While COVID-19 has greatly disrupted both the domestic and international economies, this disruption will not continue forever. If the Social Security Board focuses its investment strategy on providing returns for its beneficiaries, it seems very likely that returns on investment plus payroll contributions will continue to exceed payment of benefits and other obligations. While the Olbiil Era Kelulau will continue to monitor the situation, at the present time it is difficult to justify taking more money out of local economy to place into foreign investments. Every dollar taken out of an employee’s paycheck or appropriated by the Olbiil Era Kelulau that goes into the SSA Fund is a dollar that leaves our recovering economy.
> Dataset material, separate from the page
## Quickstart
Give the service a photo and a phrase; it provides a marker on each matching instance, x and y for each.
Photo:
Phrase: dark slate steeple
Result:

The laws governing Social Security mandate the Social Security Administration’s dual responsibilities: both investing the SSA Fund in the highest return, lowest risk investments permitted by law, and efficiently distributing benefits to beneficiaries as determined by law. In light of these mandates, the recent

move to put half of the assets of the SSA Fund investment into “Climate Transition” investments, investments that may both underperform the returns of the broader market and offer unacceptable risks, appears to be compromising the expected 7% return on investment. Such a large investment also adds risk into the system by reducing investment diversity. Chairman Bai, please take time to review whether added risk into the fund will provide commensurate returns, and whether it has been done with best interests of beneficiaries in mind. Additionally, the Social Security Administration should identify cost-saving measures to ensure that its costs of administration do not continue to rise. You are encouraged to select a new administrator who is committed to these policy goals.

Most Sincerely,


Senator Rukebai Kikuo Inabo
Committee on Wats & Means and Financial Matters

CC: All Senators and All Delegates of the 11th OEK.

CC: Island Times -Leilani Reklai

Attachment: Schedule C- Callund Consulting Actuarial Study & Assessment.